Sine Macula est le journal de l'atelier ; il est en fait constitué de macules de gravures et de sérigraphies, c'est à dire des rebuts. Le journal n'est là que pour dire l'encre comme dépôt, comme couche, mais aussi manque, tout cela matérialisé sur un support, le papier, qui demeure le récep­tacle tangible de ces expériences plastiques, le champ où s'articule la rencontre entre les « écrans ».

Parler des différences entre écran numérique et écran de sérigraphie c'est faire apparaître des relations complexes entre le propre et le sale, le sec et l'humide. Le propre et le sec sont devenus des conditions nécessaires au fonctionnement des nouvelles technologies, alors que les technologies rétrogradées au rang d'antiquités, comme la sérigraphie et beaucoup d'autres pratiques, se développaient en milieu humide, produisant leur propre poussière, tâches et autres imperfections qui désormais sèment la terreur dans le monde immaculé de la création digitale. Les pratiques artistiques contemporaines consistent bien souvent en l'évacuation des techniques humides.

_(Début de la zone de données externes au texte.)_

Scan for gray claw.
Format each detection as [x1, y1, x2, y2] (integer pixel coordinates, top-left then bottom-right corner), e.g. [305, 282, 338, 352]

Toute la technologie semble aller vers une étanchéité qui n'est pas loin, parfois, de confiner à l'aseptisation des travaux. Au repentir a succédé l'annulation, bien connue dans la combinaison des touches « Pomme + Z », ou « Ctrl + Z ». L'humidité et les caractéristiques qui lui sont attachées telles que l'instabilité, le risque de bavure, éventuellement de moisissures etc. , se retrouvant être artificiellement réintroduites par des effets qui l'imitent en surface. La mise en relation des différents écrans, et donc des procédés de production d'images, nous permet de faire valoir de façon contrastées ces notions de liquidité et de solid­ité. La liquidité suppose un contrôle permanent de la trajectoire (jusqu'à la mettre plastiquement en scène dans le dripping). Les techniques humides, de par l'aléa, l'inconfort et l'insécurité qu'elles imposent à l'opérateur, ont aussi pour force cette imprévisibilité qui contraste avec la sécheresse présente dans de nombreux travaux produits sur ou pour des écrans. Cette dimension est d'autant plus importante que l'archivage, et donc la mémoire de l'humanité, a tendance à être systématiquement numérisée comme si l'on pouvait ainsi juguler les outrages du temps. Les cristaux liquides reprennent le dessus sur une technologie qui finalement se joue de l'humidité.